Joint work with Francesco Del Prato; VisitINPS 2020 project. Under revision. NEW VERSION COMING SOON!

Abstract. We explore the effect of a reduction in overall labor costs, indirectly induced by an Italian reform that weakened employment protection legislation, on the productivity distribution of manufacturing firms. Due to the unique institutional features of the Italian collective bargaining system, in the manufacturing sector the reform led to a clean reduction in average worker compensation, without altering the average structure of employment relationships. This decrease in labor cost resulted in a reduction in average total factor productivity (TFP) among less productive firms, and an increase at the upper end of the distribution. We pair these findings with increased entry and exit dynamics among low-productivity firms, suggesting the presence of an adverse selection mechanism at the bottom of the TFP distribution, enhanced by the reform. We formalize this concept via a general equilibrium model that links productivity to frictions in the markets for inputs.

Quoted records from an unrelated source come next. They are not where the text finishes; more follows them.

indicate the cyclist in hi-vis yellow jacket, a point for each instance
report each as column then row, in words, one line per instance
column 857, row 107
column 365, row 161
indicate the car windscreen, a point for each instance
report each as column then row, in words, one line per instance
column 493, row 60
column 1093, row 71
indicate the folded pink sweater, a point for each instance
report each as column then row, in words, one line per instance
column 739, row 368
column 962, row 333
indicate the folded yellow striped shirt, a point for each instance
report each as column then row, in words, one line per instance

Joint work with Aslan Bakirov and Francesco Del Prato. Under review.

Abstract. How much do worker skills, firm pay policies, and their interaction contribute to wage inequality? Standard approaches rely on latent fixed effects identified through worker mobility, but sparse networks inflate variance estimates, additivity assumptions rule out complementarities, and the resulting decompositions lack interpretability. We propose TWICE—Tree-based Wage Inference with Clustering and Estimation—a framework that models the conditional wage function directly from observables using gradient-boosted trees, replacing latent effects with interpretable, observable-anchored partitions. This trades off the ability to capture idiosyncratic unobservables for robustness to sampling noise and out-of-sample portability. Applied to Portuguese administrative data, TWICE outperforms linear benchmarks out of sample and reveals that sorting and non-additive interactions explain substantially more wage dispersion than implied by standard AKM estimates.

Joint work with Francesco Del Prato and Yaroslav Korobka.

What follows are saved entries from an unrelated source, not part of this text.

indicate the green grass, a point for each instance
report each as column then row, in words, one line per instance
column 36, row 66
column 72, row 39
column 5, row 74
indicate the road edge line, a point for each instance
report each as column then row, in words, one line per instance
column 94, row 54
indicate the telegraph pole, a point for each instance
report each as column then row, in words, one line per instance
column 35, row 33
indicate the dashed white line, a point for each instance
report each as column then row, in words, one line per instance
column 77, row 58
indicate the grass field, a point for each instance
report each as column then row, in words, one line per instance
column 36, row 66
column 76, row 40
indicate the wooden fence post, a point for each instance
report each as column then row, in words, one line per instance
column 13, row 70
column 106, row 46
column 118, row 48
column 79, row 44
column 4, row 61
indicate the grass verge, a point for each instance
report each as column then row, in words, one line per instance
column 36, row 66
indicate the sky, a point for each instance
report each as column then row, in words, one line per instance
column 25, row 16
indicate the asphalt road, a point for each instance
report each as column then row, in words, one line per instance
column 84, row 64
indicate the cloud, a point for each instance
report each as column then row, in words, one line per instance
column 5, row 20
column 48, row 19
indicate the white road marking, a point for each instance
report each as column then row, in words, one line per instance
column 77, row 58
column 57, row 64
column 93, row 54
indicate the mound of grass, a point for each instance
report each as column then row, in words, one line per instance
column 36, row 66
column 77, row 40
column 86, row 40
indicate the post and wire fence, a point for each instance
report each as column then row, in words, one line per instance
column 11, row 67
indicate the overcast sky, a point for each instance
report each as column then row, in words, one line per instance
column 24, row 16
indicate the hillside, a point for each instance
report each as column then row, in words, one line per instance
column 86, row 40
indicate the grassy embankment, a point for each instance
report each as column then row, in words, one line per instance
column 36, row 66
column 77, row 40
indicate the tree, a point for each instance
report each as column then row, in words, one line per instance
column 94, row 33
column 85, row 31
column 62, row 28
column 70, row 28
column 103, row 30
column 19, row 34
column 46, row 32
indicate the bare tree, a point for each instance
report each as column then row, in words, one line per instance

Abstract. This paper introduces an estimator for quadratic forms based on the linear parameters of a semi-parametric model. The leading example is the workhorse model of wage determination by Abowd, Kramarz, and Margolis (1999, AKM): our estimator targets standard variance components while allowing for a nonparametric treatment of both worker- and firm-level observable characteristics. We propose a bias-corrected estimator robust to heteroskedasticity that controls for approximating functions of the covariates. We show that this estimator is asymptotically unbiased and consistent when the number of linear parameters (e.g. the AKM fixed effects) is proportional to the sample size. In particular, consistency hinges on a strengthened smoothness condition (which we discuss for the first time) on the nonparametric component’s functional class. In an empirical application, we show that adding a rich set of controls to the standard AKM model yields implausibly large firm effects. Our method addresses this issue, yielding estimates of variance components that aremore robust relative to conventional approaches. Confounding—not functional-form choice—drives the standard model’s instability.